In early 2019, having a check-up with the surgeon, another lump was found. This time in my right armpit. I had been checking but the position of it was deep and I couldn’t feel it unless my arm was in a particular position. I couldn’t believe it! No one could tell me why it kept coming back. I was terrified and furious (at no one in particular) that all the drugs and procedures I had been through and it was still coming back! Who survives cancer three times?? 

When I went for a scan, I got talking to another cancer patient who had read about diet helping to eliminate/control cancer sometimes. I followed this up with my own research and reading feeling better that there was something I could do something to help myself. I knew I would be recommended more chemotherapy and was once again dreading the horrendous side effects and unconvinced it was doing me any good. I wasn’t sure I could go through it all again. I was so tired of it all. 

After the lump was removed with yet more surgery, the oncologist suggested long term chemotherapy. I wasn’t happy about this but thought I should give it a try. If it makes me poorly where my life is impacted, then I’ll stop. Receiving a copy of the letter sent to my GP sent me in a spin as I read the word ‘palliative’ when explaining the current chemotherapy plan!
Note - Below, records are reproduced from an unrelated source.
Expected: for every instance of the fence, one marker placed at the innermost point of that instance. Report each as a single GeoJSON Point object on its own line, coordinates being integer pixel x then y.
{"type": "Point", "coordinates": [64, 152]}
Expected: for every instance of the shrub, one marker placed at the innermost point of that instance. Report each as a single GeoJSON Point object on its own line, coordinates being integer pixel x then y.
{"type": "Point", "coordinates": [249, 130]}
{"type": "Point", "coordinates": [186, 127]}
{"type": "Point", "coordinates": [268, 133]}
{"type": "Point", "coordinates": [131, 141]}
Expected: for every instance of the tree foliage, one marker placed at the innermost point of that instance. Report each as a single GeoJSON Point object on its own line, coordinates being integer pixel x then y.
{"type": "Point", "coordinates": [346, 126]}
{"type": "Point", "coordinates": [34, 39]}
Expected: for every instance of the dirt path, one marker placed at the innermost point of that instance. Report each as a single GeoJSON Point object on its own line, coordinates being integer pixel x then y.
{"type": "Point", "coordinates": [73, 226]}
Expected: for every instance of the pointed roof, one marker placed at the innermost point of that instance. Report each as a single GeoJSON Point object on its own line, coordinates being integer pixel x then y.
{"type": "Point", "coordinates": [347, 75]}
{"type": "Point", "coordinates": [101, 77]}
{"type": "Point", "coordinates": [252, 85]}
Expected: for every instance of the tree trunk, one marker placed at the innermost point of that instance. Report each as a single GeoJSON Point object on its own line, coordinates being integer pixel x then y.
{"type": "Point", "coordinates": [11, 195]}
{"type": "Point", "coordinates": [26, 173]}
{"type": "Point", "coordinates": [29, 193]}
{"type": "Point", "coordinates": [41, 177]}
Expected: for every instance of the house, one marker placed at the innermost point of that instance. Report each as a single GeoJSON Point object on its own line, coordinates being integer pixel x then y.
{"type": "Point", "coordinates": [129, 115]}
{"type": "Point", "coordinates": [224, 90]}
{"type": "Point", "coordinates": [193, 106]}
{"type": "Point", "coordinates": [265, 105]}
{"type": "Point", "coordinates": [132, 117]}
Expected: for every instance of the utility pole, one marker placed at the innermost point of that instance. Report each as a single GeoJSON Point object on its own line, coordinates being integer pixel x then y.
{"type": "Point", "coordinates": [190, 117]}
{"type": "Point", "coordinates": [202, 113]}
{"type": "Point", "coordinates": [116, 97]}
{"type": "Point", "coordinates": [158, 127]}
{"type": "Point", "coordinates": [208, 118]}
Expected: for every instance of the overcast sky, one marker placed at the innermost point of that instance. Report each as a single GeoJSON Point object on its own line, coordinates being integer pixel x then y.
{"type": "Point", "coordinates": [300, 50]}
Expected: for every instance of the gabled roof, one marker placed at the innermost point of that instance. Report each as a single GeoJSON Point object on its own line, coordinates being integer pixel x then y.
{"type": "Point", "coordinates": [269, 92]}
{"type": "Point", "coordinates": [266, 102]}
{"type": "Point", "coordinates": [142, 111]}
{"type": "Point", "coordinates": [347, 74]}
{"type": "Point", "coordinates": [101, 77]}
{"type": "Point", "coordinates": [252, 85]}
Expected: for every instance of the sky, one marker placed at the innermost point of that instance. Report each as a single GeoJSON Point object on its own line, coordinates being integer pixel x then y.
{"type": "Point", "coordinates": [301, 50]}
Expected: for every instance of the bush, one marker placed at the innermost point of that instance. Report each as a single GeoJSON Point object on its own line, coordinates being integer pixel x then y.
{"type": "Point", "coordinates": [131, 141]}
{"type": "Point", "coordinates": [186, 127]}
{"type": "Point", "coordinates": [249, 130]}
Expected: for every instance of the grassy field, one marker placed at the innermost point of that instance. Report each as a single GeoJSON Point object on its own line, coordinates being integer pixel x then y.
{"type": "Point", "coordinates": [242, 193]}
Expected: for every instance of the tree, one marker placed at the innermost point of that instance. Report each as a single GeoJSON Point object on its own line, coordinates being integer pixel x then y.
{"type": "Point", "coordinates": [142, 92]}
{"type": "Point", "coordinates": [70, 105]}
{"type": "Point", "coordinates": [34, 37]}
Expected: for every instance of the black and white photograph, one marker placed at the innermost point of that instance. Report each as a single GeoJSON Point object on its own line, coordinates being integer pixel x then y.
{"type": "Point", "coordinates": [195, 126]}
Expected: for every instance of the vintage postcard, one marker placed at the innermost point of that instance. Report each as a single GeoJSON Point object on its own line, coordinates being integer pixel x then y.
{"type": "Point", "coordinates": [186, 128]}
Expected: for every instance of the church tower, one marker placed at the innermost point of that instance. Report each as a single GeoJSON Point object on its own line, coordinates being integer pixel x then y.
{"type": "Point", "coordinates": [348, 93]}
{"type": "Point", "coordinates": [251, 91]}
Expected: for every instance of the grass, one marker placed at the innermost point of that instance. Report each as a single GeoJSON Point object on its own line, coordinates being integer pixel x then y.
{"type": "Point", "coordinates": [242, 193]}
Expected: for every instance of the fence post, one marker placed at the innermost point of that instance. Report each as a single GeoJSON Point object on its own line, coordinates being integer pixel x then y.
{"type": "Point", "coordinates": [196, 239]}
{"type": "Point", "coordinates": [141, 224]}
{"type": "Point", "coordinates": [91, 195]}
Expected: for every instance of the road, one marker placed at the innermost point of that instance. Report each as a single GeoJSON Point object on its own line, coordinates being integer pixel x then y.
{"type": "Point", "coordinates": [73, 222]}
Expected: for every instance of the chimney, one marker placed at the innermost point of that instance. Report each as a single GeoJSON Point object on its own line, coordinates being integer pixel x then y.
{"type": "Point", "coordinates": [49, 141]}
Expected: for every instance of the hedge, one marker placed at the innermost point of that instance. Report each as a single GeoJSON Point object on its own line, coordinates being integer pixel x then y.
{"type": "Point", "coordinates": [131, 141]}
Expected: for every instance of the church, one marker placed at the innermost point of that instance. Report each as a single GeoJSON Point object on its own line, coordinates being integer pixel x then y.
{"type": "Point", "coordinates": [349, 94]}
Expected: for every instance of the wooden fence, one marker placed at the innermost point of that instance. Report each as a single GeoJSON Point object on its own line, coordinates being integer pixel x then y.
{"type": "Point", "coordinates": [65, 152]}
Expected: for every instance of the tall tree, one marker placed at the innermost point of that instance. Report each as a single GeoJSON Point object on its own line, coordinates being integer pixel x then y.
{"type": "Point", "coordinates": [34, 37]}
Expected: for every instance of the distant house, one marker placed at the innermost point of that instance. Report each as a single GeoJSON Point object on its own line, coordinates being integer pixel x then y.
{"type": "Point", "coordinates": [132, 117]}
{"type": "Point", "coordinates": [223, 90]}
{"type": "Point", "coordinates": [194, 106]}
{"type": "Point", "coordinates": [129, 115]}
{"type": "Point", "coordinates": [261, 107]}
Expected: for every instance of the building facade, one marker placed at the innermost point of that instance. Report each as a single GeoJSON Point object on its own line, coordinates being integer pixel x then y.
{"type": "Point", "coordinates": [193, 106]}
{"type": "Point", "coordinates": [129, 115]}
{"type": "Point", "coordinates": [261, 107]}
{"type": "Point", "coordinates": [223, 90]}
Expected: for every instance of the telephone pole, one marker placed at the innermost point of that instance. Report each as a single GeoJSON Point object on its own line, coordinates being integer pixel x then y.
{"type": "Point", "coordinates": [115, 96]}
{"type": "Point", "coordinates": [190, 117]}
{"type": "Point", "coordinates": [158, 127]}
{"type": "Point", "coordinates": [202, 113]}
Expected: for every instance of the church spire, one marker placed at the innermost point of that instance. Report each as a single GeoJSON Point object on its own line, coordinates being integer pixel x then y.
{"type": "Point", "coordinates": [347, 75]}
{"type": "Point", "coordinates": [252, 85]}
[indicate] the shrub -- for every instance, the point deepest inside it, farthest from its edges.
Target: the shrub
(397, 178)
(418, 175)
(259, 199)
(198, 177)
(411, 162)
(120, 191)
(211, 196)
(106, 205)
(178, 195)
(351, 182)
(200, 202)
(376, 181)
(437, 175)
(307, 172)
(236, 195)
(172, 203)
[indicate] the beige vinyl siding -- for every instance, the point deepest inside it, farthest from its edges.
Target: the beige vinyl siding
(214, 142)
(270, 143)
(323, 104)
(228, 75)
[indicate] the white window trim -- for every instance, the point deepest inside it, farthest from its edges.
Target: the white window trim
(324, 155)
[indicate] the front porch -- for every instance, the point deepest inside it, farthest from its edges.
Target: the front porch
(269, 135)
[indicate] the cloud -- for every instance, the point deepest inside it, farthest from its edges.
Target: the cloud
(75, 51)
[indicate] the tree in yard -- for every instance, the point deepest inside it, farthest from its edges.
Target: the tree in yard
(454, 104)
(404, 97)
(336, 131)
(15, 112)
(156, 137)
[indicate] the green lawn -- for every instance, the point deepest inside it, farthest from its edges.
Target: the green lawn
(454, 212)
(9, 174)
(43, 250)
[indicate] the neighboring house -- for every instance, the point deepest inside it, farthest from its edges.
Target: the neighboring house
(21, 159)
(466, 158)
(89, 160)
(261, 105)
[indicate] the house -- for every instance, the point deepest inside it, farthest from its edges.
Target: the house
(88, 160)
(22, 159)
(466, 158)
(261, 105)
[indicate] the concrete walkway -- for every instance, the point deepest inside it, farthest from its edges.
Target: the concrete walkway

I had only heard this term used when referring to ‘end of life’ patients and had to read up to stop my panic!

I still suffer from “chemo brain“. I get tired and irritated quickly (especially when people moan about, what feels to me, like trivial matters). My memory is shockingly bad. My poor work colleagues can testify to that! I cry really easily – more so than before I had chemo and not just because the future terrifies me. My body is a mess of scars and weird shapes. My ‘lymphy’ arm is about 35% larger than the right and getting tops and jackets to fit is beyond annoying, but the lymphedema service has been wonderfully supportive and it’s a manageable condition. I have wonderful family and friends who help me live my best life. My son is now nine and is still my main motivation for getting up and enjoying every day. 

I don’t take life and good health for granted. I changed my diet. I am now plant-based (almost exclusively) and only have sugary things as treats every now and then. The more I read, the more I feel that the foods I eat and my emotional wellbeing will help my recovery in more ways than one. The chemo I am now on isn’t too bad. The side effects are minimal (at the moment) and manageable. It’s the blood tests I dread! My poor veins just don’t want to cooperate!

I don’t let my scars or illness stop me from doing anything. I know that my ‘squatter’ is zipping about my Lymphatic system, waiting to put down roots again and this time it could be anywhere. I still cry often and am frightened about leaving my husband and son before I’m ready. But I enjoy my life. I don’t waste time or opportunities to have fun and enjoy time with the people I love. I’m still fighting.